“‘How I should have liked to be present!’ said I, ‘and to hear from her own lips the recital of her adventures!’
“‘Bah!’ said the prince, laughing, ‘I can tell you the tale, and if it prove as interesting to you as it did to me, you will not forget it more than I have done. I believe it to be strictly true in all its main points. It is a singular story, and but little known. She told it well, too, and I leave you to judge of the effect which it must have produced at the time.
“‘She said that her father, who, there can be no doubt was, in reality, the Count de Saint Remy de Valois, descended from Henry II., had sold the whole of his estates to a rich fermier-général, in order to satisfy the debts incurred by the inordinate love of splendour and expense in which his wife had indulged since their marriage. The family was, in consequence, reduced to the very lowest ebb of destitution and poverty. The mother, who was the daughter of one of the Count de Saint Remy’s vassals, had not strength of mind to bear the poverty which her own extravagance had brought upon her family, and fled, leaving her husband and three children to endure the privations which she was so ill-disposed to share. There was an old Gothic ruin in the park, belonging to what had once been the château of the Counts de Saint Remy, and this the fermier-général consented to give up to the count and his young family. Hither, then, did the hapless little band retire, with no hope but in Heaven. The count became a confirmed misanthrope, and never stirred from the old ruin from the moment that he had fixed his abode within it. He suffered his hair and beard to grow, and refused to hold communication with any living being, save with his young children. But he took little heed of their welfare, notwithstanding his affection for them, nor seemed to care whether they were provided with bread or left to starve; and, had it not been for the kindness of the peasants of the neighbourhood, who, with native delicacy and good feeling, fearing to wound his pride, would come in secret and at night to deposit provisions upon the threshold of the mouldering edifice wherein they had taken refuge, the whole family would sometimes have been for days together without a morsel of food.

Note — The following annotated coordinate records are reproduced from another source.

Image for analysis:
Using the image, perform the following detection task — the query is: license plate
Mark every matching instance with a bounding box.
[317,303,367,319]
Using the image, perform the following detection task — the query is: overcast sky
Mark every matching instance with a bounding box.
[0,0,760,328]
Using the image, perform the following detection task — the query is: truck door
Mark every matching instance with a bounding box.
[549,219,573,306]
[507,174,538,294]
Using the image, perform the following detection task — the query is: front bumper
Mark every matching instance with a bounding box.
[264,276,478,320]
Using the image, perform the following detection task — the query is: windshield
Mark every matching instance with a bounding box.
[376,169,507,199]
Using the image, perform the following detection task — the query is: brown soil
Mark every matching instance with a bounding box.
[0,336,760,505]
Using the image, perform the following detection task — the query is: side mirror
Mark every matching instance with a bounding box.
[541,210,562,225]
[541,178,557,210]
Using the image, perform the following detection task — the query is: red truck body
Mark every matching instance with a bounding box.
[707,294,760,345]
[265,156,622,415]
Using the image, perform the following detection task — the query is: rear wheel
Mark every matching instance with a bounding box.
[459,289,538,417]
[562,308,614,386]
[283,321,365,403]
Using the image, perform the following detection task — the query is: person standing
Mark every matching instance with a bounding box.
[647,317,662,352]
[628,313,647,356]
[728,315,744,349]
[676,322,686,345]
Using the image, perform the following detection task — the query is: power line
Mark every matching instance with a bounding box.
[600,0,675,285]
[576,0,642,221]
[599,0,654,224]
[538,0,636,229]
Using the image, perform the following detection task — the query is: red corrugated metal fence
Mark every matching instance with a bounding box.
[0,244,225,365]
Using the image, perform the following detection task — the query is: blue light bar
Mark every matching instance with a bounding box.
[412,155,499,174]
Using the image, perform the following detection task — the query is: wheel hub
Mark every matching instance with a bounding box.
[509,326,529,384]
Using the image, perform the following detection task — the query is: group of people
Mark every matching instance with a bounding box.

“‘This, however, was far from being sufficient to satisfy their wants, and the care of providing food devolved, of course, upon the eldest child Jeanne (Madame de la Motte herself). She would wander along the public road from sunrise to sunset, holding her little brother by the hand, and carrying her sister, yet a helpless infant, on her back, and thus the little trio, faint and weary, and covered with sordid rags, would run by the side of every carriage that passed on the highway, calling out in a piteous tone, “Charity, charity, for the love of God! A morsel of bread for three poor starving orphans, descended from the royal blood of the Valois!” This appeal failed not, of course, to attract notice.
“‘I was fair, and pretty,’ said the comtesse, as she told the tale, ‘and sometimes returned laden with silver, which I hastened to convert into necessaries for our use, and comforts for my father, ere I sought my home at night. This state of things lasted fur more than two years. The old ruin had fallen into greater decay; the count had fallen into a state of greater gloom and apathy, scarcely ever uttering a syllable to the children, nor seeming to take the least notice of their departure or return, nor of their efforts to procure for themselves and him the nourishment which was needful to sustain existence.
“‘One evening, poor Jeanne returned with her little companions, weary and footsore, to the old tower. They had been out a longer time than usual, the day had been wild and stormy, and but few travellers had passed the road, so that but small profit had been made, and there was a prospect of a supper even more scanty than usual. On entering the tower, they were struck by the unwonted silence and darkness of the place, for the count generally took upon himself the charge of feeding the fire, and at nightfall lighted a torch to read over and over again, for the millionth time, the genealogy of his family, and the title-deeds proving his descent from the Valois, the only occupation in which he now seemed to find amusement or consolation.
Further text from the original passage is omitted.